The laser pointer pointer may have been a trigger but I feel we took away what he loved and made his world smaller and less interesting. 

I wish he loved chasing a ball but he really is a hunter.

Have any of you had this OCD with dogs before? Has it gotten better or does it end in seizures? I really don't want to have him on drugs!!


----------



## gdgli (Aug 24, 2011)

I have heard of problems before with the laser light chasing. I personally would not do this because of what I have heard. I also think you need a long talk with your obedience teacher. I suspect that your dog needs to unlearn a lot of bad habits.
Good luck!


----------



## sdain31y (Jul 5, 2010)

We never use a laser light for play for either the dogs or cats. Both seem to get too excited and frustrated by the toy. We’ve threw out the ones we had to ensure no one accidentally thought playing with them were a good idea. 

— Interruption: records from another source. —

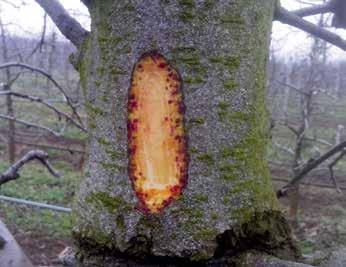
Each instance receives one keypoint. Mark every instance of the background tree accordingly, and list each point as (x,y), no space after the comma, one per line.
(224,129)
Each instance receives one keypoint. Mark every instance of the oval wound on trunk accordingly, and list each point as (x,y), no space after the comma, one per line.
(158,160)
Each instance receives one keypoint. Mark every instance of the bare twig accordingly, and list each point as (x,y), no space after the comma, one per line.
(48,105)
(331,170)
(308,167)
(29,124)
(44,73)
(308,184)
(314,10)
(42,39)
(286,149)
(12,172)
(289,18)
(68,26)
(70,150)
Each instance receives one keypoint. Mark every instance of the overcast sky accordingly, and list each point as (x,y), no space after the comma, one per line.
(28,19)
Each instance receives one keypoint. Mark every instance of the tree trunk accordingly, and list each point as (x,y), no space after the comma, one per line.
(219,49)
(9,101)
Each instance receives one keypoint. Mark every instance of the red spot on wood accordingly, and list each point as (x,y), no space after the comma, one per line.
(145,112)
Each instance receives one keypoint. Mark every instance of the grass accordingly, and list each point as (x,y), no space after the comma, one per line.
(37,184)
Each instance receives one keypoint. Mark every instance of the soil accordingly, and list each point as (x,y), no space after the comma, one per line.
(321,228)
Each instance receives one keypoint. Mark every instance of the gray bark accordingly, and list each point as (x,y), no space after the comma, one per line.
(220,49)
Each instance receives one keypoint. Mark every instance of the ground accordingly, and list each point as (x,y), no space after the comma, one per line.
(44,234)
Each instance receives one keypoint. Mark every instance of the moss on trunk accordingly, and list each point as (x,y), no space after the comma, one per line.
(220,49)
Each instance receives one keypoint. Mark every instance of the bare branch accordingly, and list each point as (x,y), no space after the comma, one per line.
(44,73)
(68,26)
(29,124)
(310,165)
(314,10)
(331,170)
(286,149)
(289,18)
(12,172)
(48,105)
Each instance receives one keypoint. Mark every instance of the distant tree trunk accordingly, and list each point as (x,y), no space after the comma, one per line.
(220,50)
(9,103)
(51,58)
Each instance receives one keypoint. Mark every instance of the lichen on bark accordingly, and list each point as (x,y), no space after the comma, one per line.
(220,49)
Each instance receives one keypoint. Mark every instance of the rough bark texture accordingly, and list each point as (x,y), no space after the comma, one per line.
(220,50)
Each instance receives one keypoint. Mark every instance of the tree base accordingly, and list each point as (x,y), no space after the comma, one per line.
(268,233)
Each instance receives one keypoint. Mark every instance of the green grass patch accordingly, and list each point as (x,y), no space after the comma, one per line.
(37,184)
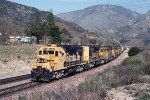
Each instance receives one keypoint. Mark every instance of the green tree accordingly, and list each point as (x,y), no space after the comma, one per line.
(36,28)
(53,30)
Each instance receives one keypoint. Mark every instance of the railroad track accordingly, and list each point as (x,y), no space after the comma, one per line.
(10,90)
(14,89)
(14,79)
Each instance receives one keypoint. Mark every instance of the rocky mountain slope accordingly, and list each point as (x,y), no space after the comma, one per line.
(101,17)
(15,18)
(138,32)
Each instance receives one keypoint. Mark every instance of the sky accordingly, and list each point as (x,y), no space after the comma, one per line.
(61,6)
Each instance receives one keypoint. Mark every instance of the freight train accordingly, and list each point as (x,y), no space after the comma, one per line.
(56,61)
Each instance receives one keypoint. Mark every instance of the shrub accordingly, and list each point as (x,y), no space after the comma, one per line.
(132,61)
(134,51)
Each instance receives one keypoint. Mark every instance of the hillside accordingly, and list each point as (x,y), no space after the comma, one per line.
(138,32)
(101,17)
(15,19)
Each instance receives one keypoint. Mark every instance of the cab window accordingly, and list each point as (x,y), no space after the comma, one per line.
(56,53)
(51,52)
(40,52)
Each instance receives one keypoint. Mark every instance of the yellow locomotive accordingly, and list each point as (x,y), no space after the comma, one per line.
(55,61)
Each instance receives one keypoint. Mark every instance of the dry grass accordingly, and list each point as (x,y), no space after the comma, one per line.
(16,60)
(132,71)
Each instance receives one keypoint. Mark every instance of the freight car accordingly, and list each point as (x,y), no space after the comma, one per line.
(53,61)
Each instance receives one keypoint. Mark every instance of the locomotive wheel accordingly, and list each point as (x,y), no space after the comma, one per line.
(59,74)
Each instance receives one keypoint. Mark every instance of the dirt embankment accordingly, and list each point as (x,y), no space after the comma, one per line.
(65,83)
(16,60)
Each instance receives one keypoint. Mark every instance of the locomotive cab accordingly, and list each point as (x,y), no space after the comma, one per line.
(49,59)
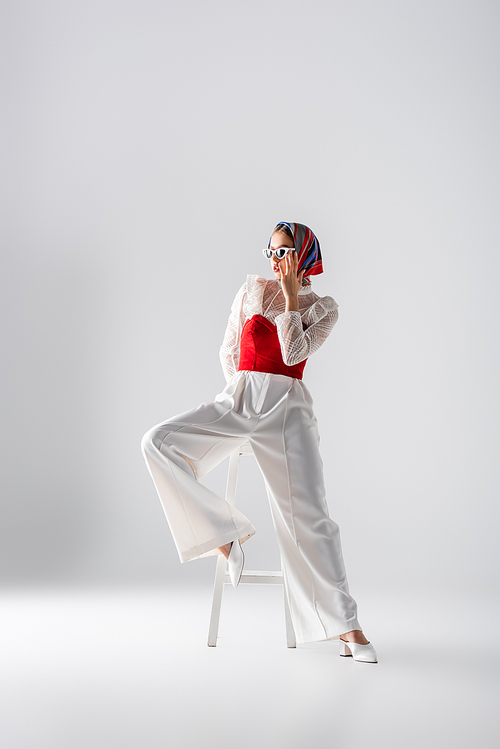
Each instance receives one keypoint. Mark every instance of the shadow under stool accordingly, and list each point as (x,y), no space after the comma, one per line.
(258,577)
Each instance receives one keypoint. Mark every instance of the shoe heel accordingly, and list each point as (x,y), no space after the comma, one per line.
(344,648)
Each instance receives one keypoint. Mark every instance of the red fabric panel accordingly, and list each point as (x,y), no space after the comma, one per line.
(260,349)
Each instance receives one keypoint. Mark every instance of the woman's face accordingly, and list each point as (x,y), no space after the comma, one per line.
(278,240)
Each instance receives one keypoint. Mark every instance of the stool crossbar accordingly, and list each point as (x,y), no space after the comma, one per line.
(247,576)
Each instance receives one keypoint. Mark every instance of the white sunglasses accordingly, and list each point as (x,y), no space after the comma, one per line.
(279,253)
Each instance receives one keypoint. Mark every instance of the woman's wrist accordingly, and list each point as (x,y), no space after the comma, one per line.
(292,303)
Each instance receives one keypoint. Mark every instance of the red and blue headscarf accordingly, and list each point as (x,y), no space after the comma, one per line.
(307,246)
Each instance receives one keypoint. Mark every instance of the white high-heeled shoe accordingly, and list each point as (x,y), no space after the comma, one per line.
(235,562)
(365,653)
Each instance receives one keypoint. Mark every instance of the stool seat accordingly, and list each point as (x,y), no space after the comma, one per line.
(259,577)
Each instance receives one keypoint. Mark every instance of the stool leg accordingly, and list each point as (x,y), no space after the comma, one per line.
(232,480)
(232,477)
(290,632)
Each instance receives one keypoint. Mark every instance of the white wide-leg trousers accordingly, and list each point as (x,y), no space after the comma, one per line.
(275,413)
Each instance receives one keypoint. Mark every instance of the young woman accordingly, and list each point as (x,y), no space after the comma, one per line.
(274,326)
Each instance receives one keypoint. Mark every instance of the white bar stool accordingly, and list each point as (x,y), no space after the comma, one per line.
(249,576)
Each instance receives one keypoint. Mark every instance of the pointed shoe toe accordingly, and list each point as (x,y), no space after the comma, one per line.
(364,653)
(235,562)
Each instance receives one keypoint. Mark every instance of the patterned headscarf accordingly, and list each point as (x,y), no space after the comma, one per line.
(307,247)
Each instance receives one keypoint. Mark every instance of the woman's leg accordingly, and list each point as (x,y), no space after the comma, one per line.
(286,445)
(182,449)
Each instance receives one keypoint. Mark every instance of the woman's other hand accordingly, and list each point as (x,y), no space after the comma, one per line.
(290,281)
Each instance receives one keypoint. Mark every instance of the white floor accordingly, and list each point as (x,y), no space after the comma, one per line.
(100,669)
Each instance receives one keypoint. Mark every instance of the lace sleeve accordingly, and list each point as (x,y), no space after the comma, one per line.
(298,344)
(229,352)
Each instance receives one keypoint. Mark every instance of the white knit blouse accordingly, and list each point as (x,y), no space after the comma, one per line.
(300,333)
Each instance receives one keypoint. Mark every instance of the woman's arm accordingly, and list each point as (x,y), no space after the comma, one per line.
(229,352)
(298,344)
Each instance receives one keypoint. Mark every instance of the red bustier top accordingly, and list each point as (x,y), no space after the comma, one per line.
(260,349)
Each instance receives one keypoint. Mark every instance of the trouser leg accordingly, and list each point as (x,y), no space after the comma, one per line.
(286,445)
(180,450)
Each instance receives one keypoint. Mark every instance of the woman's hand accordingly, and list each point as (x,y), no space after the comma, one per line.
(290,281)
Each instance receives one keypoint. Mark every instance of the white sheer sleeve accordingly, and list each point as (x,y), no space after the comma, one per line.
(229,352)
(298,344)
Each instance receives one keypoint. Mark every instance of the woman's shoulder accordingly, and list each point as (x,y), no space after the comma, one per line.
(320,306)
(254,282)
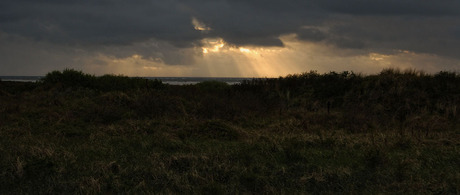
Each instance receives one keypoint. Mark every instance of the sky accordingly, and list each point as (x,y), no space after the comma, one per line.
(227,38)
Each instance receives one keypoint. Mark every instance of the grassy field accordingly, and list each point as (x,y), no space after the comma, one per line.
(393,132)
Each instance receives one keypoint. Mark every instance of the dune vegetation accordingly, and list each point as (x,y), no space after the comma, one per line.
(392,132)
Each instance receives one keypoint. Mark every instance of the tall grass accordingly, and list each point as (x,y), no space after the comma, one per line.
(394,132)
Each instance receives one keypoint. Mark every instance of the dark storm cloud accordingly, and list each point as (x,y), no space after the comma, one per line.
(375,25)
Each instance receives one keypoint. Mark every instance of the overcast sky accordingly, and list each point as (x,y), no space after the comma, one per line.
(227,38)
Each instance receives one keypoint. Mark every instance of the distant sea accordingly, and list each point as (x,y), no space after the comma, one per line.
(165,80)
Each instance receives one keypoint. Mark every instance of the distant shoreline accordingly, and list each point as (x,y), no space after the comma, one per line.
(165,80)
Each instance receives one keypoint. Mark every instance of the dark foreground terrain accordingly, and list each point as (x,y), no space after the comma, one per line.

I don’t have any suggestions for handling his issues except maybe you could start nose/scent training with him? Might be a good fit with his strong prey drive. 

Our last female had an amazingly high prey drive too but over time it either decreased or we learned to adapt. We also used the sit and look command when we came upon other dogs on the walks with all three of the dogs. The key to that was having high value treats and enough of them to keep their attention until the other dog wasn’t within their area. Since we walked all three grown goldens together it was critical to maintain control. Worked for us but we had to be hyper aware and manage the situation. 

Best of luck.


----------



## Mistle (May 27, 2018)

Thanks  He's stopped zoning out on them. He still looks at them a little bit but attention is back on me after some intensive training and exercise.
He bit the vet when he looked in his mouth so he is being referred to a vet behaviourist.


----------